Like with most things, the people with power get to decide.

If you’re not in the club, or lack influence, you don’t get a say. You don’t get to decide if something is art or not, you don’t get to decide if something is museum-worthy or not. Your opinion is unimportant, your aesthetic preferences are irrelevant. It’s easy then to see how closely the ‘art world’ mirrors wider society, with inequality of influence, under-representation of minority groups and preservation of power within a small minority of society, to their benefit and the disadvantage of all others.

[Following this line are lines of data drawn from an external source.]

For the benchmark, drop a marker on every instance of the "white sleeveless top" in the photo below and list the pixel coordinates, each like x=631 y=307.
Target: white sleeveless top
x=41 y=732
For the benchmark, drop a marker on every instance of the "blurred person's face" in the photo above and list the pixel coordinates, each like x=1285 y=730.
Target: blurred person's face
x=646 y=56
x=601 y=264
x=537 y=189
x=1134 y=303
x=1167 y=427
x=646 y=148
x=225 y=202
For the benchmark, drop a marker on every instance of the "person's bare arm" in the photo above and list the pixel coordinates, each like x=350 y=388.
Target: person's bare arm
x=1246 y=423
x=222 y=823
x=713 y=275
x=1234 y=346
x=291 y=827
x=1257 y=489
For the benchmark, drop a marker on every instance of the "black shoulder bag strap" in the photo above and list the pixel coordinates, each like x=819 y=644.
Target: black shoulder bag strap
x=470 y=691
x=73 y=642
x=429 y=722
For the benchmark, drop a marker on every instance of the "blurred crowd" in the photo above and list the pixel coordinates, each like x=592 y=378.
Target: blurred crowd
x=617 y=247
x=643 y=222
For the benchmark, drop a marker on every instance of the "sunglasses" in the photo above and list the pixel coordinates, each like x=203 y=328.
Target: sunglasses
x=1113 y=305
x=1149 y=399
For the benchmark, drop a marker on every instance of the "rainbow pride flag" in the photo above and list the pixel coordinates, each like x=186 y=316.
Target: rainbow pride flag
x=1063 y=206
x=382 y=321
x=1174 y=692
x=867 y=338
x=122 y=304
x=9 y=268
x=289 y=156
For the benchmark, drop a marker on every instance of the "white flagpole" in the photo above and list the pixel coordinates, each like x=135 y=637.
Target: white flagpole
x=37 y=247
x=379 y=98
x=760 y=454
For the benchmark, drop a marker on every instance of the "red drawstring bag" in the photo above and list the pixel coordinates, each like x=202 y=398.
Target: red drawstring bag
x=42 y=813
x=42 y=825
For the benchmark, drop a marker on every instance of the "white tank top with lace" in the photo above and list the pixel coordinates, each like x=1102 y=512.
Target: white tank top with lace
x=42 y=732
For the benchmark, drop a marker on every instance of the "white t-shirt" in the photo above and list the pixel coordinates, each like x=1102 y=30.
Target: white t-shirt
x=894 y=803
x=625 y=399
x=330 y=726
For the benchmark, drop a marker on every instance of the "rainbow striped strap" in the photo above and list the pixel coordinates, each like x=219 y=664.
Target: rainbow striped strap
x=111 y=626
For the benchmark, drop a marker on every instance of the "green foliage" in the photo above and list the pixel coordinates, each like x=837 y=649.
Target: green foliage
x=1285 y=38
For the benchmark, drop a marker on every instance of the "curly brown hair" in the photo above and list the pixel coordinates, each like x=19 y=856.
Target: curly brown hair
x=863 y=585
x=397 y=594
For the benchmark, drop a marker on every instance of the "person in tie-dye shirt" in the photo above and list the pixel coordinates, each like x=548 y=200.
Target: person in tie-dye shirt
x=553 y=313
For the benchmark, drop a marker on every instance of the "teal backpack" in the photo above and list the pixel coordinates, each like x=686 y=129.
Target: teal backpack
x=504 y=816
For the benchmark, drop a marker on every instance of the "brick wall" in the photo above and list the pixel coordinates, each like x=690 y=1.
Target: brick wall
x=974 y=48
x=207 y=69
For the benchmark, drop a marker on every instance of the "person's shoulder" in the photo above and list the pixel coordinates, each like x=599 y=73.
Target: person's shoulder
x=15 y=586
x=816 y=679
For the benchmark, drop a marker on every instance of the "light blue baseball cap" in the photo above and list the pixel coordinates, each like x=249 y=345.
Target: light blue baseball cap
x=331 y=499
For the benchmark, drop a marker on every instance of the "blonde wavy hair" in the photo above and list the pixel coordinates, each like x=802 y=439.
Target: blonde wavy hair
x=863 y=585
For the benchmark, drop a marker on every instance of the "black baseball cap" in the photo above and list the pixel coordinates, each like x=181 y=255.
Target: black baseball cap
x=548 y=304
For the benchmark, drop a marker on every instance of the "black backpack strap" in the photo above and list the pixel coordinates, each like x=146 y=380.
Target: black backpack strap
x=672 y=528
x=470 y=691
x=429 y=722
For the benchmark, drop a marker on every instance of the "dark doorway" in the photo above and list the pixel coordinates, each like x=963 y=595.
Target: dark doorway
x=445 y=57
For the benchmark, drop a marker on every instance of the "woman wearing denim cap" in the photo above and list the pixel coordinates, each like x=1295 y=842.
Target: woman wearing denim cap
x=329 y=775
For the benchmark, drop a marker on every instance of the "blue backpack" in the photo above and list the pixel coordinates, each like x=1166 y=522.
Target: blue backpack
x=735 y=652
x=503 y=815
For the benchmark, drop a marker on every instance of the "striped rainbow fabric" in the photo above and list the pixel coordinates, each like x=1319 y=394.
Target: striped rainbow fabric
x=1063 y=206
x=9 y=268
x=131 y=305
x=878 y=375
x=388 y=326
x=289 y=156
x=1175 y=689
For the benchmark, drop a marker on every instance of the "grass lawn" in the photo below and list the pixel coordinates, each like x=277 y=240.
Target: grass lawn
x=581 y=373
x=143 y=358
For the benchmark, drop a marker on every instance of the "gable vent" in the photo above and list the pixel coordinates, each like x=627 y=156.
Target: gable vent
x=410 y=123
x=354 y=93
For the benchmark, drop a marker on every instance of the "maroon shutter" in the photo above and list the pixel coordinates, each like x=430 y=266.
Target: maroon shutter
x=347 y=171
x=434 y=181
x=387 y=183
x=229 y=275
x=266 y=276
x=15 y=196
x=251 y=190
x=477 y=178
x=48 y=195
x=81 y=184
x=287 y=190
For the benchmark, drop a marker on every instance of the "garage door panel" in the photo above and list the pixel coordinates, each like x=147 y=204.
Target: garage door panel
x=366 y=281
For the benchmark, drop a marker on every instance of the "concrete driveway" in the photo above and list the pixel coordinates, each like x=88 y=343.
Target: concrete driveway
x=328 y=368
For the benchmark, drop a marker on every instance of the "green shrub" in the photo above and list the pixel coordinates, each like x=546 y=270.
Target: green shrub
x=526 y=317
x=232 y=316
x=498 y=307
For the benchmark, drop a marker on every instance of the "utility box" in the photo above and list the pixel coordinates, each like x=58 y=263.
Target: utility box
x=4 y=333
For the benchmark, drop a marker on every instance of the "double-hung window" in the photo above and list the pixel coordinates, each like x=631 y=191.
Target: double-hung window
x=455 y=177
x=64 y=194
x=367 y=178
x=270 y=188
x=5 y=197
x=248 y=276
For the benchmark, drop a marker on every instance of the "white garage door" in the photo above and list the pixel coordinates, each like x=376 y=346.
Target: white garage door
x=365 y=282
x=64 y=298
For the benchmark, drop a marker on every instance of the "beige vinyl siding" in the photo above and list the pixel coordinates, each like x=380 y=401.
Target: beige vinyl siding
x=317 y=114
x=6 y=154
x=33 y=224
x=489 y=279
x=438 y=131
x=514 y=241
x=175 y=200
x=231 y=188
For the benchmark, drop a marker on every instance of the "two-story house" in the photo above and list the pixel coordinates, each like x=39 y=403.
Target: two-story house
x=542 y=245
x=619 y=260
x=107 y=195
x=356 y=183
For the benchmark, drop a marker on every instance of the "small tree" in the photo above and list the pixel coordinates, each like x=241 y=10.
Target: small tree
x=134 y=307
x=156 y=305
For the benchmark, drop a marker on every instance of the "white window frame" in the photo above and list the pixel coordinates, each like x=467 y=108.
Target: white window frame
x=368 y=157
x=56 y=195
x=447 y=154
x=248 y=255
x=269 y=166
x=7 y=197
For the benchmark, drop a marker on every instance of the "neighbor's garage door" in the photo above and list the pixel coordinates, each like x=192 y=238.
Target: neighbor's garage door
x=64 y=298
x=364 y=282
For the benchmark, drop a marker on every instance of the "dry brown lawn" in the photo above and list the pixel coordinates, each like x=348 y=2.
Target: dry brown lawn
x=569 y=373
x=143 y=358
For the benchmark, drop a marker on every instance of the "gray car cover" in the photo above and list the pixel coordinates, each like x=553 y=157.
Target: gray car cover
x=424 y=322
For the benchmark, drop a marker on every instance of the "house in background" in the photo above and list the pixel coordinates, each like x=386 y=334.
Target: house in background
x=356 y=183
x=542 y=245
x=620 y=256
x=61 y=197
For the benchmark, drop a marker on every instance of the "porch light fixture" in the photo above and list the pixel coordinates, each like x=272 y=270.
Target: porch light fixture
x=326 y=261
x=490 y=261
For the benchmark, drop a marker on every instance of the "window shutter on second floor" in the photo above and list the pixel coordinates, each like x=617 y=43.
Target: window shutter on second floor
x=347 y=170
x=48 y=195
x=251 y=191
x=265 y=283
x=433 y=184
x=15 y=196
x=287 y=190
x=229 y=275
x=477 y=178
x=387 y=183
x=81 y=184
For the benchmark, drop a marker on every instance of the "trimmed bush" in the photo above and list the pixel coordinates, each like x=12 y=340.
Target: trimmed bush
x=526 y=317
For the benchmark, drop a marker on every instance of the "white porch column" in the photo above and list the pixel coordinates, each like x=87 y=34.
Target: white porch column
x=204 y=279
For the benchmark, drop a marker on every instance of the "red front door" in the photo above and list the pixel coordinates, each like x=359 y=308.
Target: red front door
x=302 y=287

Art cannot be separated from society. Its influence and importance has long been understood by powerful people, hence the desire to retain control of decisions around what can be valued or acknowledged as art and the prevention, or at least regulation, of true freedom of artistic expression. It’s interesting to note that the degree of regulation of free creative expression rises directly in proportion to the authoritarian nature of the ruling regime. It’s no coincidence that Hitler sought to control the way his subjects viewed art for example, and the Nazi regime systematically stole and destroyed culturally important works. The more recent persecution of Ai Weiwei in China could also be considered in a similar light. We are of course lucky in the UK that things aren’t quite as extreme but that shouldn’t lull us into believing that there isn’t a subconscious agenda at play that might not be working to our advantage as practitioners. Reluctantly, I can’t escape the impression that the British art establishment is a white middle class preserve, and work that originates from a different perspective begins at a disadvantage, though that is not to state that there’s no room for alternative viewpoints.

Reflecting on how this relates to me and my practice, I am ambivalent. I don’t think anything I’ve stated above is outlandish or particularly controversial. I also don’t believe that the prevailing conditions prevent work that doesn’t fit the mould from necessarily being seen or championed by the establishment. In all things, I’m inclined to return to an old maxim, which is that ultimately the primary objective of all practitioners is to make good work and stay as true to oneself as one can while doing so. Any further good that may come as a result is gravy. 

References:

FRIEDMAN, Martin. 2014. ‘“It’s Art If I Say So”: Martin Friedman on Marcel Duchamp’s 1965 Visit to Minneapolis’.Walker Art Center[online]. Available at:  https://walkerart.org/magazine/martin-friedman-duchamp-minneapolis[accessed 22 April 2018].

ROTH, Michael S. 2017. ‘How Nazis destroyed books in a quest to destroy European culture’. The Washington Post [online]. Available at: https://www.washingtonpost.com/opinions/how-nazis-destroyed-books-in-a-quest-to-destroy-european-culture/2017/02/24/244aee94-cdf3-11e6-a87f-b917067331bb_story.html?noredirect=on&utm_term=.664bdadf95f2[accessed 23 April 2018].